Page last updated at 09:44 GMT, Wednesday, 30 July 2008 10:44 UK

Offer for Aviva's policyholders

Aviva logo
Aviva outlined the offer as it announced a rise in operating profits

A million policyholders in two of Norwich Union's with-profit funds are to be made offers of payouts that will average 1,000.

About 700,000 people could receive between 400 and 1,000, and another 220,000 could get a payout of between 1,000 and 3,500 if they accept.

The payouts, worth a total of 1bn, follow long negotiations.

Aviva, which runs the Norwich Union brand, also announced a 12% increase in half-year operating profits to 1.7bn.

Surplus funds

The latest offer is only for investors in two of Norwich Union's oldest funds - CGNU Life and CULAC with-profits funds. These are mainly customers with endowment policies, pension policies and with-profits bonds.

The payout comes from shareholders' funds to buy out policyholders' rights to any future claim on the surplus of the two with-profits funds - known as the "inherited estate".

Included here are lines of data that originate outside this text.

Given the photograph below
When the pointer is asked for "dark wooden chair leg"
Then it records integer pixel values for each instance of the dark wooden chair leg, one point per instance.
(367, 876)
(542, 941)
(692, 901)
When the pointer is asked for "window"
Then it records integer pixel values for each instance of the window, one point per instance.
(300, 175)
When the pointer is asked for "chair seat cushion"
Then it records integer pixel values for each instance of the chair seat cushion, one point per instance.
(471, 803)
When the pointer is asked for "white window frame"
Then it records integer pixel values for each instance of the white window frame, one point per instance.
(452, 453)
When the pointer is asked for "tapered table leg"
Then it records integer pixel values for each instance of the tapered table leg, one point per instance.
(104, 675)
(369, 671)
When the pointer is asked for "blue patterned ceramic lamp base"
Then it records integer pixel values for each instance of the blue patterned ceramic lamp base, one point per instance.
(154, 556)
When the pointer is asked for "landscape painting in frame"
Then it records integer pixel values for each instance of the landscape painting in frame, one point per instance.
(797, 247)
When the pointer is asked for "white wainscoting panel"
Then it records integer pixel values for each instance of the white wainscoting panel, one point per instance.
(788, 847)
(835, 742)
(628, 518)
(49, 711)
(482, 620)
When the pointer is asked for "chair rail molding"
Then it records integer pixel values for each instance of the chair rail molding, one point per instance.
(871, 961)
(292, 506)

Policyholder Advocate Clare Spottiswoode

This deal is good in all respects. It also provides a fair return to shareholders
Claire Spottiswoode
Policyholder advocate

This surplus has largely built up because companies have put aside more money than they need as a financial cushion in the funds.

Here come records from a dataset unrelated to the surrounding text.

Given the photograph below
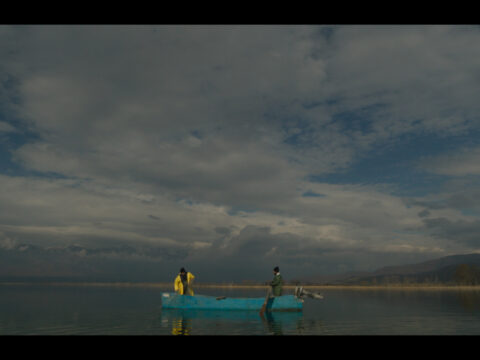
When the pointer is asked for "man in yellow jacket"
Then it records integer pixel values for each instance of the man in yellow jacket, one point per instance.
(183, 283)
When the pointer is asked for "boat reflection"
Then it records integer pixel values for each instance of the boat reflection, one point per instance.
(208, 322)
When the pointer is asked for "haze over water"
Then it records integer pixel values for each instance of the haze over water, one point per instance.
(108, 310)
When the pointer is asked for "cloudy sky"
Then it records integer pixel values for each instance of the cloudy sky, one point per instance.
(127, 152)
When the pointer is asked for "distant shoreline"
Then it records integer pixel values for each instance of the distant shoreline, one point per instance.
(254, 286)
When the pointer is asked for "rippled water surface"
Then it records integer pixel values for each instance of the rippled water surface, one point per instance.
(94, 310)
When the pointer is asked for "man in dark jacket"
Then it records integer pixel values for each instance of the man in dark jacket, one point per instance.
(277, 282)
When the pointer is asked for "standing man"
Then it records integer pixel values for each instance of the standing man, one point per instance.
(183, 283)
(277, 282)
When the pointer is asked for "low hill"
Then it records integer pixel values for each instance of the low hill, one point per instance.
(455, 269)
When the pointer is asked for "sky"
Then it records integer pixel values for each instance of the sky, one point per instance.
(130, 151)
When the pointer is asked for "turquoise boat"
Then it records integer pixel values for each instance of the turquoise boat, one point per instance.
(202, 302)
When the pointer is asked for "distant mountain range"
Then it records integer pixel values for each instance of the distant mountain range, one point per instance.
(460, 269)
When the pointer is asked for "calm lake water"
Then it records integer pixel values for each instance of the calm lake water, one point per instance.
(85, 310)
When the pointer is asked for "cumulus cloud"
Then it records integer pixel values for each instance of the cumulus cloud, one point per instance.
(203, 139)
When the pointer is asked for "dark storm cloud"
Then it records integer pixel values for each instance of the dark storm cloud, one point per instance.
(206, 141)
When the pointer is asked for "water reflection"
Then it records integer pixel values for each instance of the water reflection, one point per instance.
(469, 300)
(281, 323)
(202, 322)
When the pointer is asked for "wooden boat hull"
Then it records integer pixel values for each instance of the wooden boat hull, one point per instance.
(202, 302)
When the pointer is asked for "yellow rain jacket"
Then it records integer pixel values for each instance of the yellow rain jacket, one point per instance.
(179, 286)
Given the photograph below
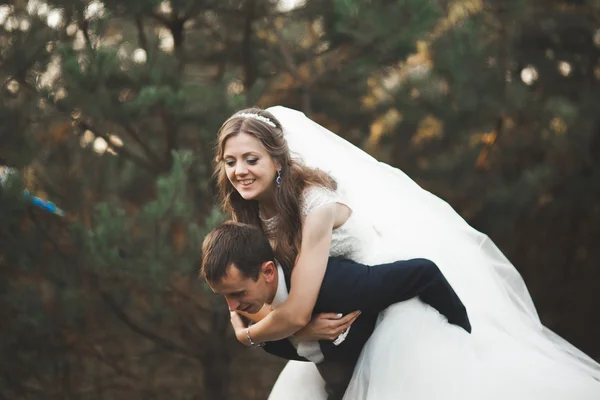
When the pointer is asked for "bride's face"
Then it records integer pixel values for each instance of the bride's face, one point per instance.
(249, 167)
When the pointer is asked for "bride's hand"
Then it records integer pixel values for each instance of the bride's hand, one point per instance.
(239, 327)
(326, 326)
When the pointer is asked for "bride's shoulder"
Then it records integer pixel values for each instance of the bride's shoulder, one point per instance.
(314, 196)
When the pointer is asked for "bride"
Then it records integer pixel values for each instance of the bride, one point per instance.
(385, 216)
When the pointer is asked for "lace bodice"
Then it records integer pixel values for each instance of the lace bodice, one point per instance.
(351, 240)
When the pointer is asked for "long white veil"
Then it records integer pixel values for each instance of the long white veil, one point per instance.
(412, 222)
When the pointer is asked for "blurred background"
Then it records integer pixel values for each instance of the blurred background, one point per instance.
(110, 110)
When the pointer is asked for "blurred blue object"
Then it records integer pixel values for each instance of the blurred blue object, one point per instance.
(46, 205)
(36, 201)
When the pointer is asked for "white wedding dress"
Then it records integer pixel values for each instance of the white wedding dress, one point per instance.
(414, 353)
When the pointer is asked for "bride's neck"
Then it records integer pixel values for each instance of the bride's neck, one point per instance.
(267, 209)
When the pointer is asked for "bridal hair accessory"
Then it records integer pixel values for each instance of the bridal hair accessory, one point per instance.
(258, 117)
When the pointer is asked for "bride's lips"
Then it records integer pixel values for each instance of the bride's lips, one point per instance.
(246, 182)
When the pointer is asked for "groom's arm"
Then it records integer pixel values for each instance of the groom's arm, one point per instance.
(358, 287)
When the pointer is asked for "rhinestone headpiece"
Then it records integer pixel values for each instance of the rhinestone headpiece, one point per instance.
(258, 117)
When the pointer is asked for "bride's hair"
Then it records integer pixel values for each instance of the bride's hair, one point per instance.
(295, 177)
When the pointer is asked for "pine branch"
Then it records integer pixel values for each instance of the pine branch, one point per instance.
(142, 331)
(142, 39)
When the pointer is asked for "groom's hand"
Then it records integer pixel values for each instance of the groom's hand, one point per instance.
(327, 326)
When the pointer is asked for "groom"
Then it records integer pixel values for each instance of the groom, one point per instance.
(238, 262)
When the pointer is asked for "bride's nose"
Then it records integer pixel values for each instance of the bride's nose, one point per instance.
(241, 169)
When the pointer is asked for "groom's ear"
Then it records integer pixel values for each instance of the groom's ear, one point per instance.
(269, 270)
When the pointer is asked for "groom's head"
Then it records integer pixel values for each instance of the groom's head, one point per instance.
(238, 262)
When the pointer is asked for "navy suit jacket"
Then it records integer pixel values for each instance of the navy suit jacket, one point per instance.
(349, 286)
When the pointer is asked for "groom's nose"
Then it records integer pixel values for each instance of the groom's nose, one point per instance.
(232, 304)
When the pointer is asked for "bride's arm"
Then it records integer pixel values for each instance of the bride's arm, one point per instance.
(307, 277)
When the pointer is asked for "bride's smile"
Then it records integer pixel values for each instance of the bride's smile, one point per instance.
(249, 167)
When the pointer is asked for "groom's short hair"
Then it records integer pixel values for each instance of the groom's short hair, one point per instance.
(234, 243)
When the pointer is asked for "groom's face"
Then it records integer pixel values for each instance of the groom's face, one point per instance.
(245, 294)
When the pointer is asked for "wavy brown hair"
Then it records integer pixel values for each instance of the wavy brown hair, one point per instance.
(295, 177)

The amount offered to individual policyholders will be outlined later in 2008, and if accepted will probably be handed over next summer.

Policyholder advocate Claire Spottiswoode, an independent expert appointed to represent policyholder interests, has long been in negotiations over the payouts.

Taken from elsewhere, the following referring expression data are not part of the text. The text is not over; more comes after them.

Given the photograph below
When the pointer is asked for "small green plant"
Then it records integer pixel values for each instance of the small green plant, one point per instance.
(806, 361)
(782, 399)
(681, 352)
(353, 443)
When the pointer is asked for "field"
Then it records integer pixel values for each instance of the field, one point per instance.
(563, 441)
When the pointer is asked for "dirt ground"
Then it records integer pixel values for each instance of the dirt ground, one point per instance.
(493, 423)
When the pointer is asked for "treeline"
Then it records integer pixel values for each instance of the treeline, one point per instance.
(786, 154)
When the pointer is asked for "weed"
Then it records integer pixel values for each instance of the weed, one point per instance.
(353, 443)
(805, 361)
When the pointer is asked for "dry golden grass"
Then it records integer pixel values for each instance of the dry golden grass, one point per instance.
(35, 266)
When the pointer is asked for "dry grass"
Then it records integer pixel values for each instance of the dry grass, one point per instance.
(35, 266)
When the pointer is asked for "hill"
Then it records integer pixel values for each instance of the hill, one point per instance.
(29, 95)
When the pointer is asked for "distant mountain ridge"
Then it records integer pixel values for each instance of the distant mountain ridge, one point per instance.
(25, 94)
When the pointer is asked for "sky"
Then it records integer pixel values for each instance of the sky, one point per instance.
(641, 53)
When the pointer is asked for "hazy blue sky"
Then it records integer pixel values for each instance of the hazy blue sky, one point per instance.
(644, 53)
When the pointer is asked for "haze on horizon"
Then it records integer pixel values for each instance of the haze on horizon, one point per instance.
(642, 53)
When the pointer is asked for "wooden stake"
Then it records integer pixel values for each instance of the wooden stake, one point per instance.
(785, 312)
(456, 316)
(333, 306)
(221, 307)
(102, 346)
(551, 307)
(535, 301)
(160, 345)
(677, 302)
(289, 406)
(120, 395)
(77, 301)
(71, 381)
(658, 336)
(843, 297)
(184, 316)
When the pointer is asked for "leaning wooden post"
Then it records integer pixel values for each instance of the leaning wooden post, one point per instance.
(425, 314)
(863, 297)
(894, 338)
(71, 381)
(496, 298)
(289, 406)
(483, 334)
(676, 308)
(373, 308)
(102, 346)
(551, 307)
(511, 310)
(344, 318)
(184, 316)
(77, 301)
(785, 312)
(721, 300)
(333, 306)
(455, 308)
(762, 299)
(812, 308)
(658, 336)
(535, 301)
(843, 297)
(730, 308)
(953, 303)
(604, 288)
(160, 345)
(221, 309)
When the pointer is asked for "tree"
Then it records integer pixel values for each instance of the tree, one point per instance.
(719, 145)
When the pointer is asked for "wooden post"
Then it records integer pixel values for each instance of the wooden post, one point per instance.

"This been a long and difficult process. I have challenged many aspects of the rules of the with-profits industry to try to ensure that policyholders receive the best deal possible," she said.

She described the deal as in the best interests of the great majority of policyholders.

"This deal is good in all respects. It also provides a fair return to shareholders," she said.


In February, Aviva said 1.1 million policyholders would see bonuses worth a total 2.1bn added to policies.

But it has been in dispute with Ms Spottiswoode over the remaining 3.2bn.

In total, about 70% of the inherited estate is being transferred to policyholders, either as bonuses or cash, following the two announcements.

The Financial Services Authority now needs to ensure that the deal contains sufficient safeguards to protect policyholders' interests
Peter Vicary-Smith, Which?

Mark Hodges, chief executive of Norwich Union Life, said: "This is a great offer. We believe that it represents good value for 99% of policyholders and almost all of the cash payments will be tax-free.

"Most importantly, we recognise that policyholders have a choice and everyone will be entirely free to make their own decision on whether or not to accept the offer."

Individual policyholders can choose to turn down the offer, and retain their right for future claims on the inherited estate.

But Aviva warned that any payouts were unlikely in the next few years.

The Financial Services Authority (FSA) said that its preliminary assessment considered Aviva's offer to be "fair".


In June, the Treasury Select Committee criticised the FSA for failing to protect policyholders in with-profits funds.

Aviva's chief executive says the payout is good for shareholders and the UK economy

The group of MPs said not enough was being done to stop insurance firms managing the funds in the interests of shareholders rather than policyholders.

Peter Vicary-Smith, chief executive of consumer association Which? said that Aviva policyholders could have received more from the latest deal if the FSA had regulated the area effectively.

"The FSA now needs to ensure that the deal contains sufficient safeguards to protect policyholders' interests," he said.

"Policyholders deserve a regulatory framework based on a clear set of principles which guarantees that all inherited estates are used in their best interests. The FSA needs to act now."

Aviva is the first major UK insurer to report earnings for the first half of the year.

It said it expected the UK market for life and pensions to remain "subdued" in the second half of the year.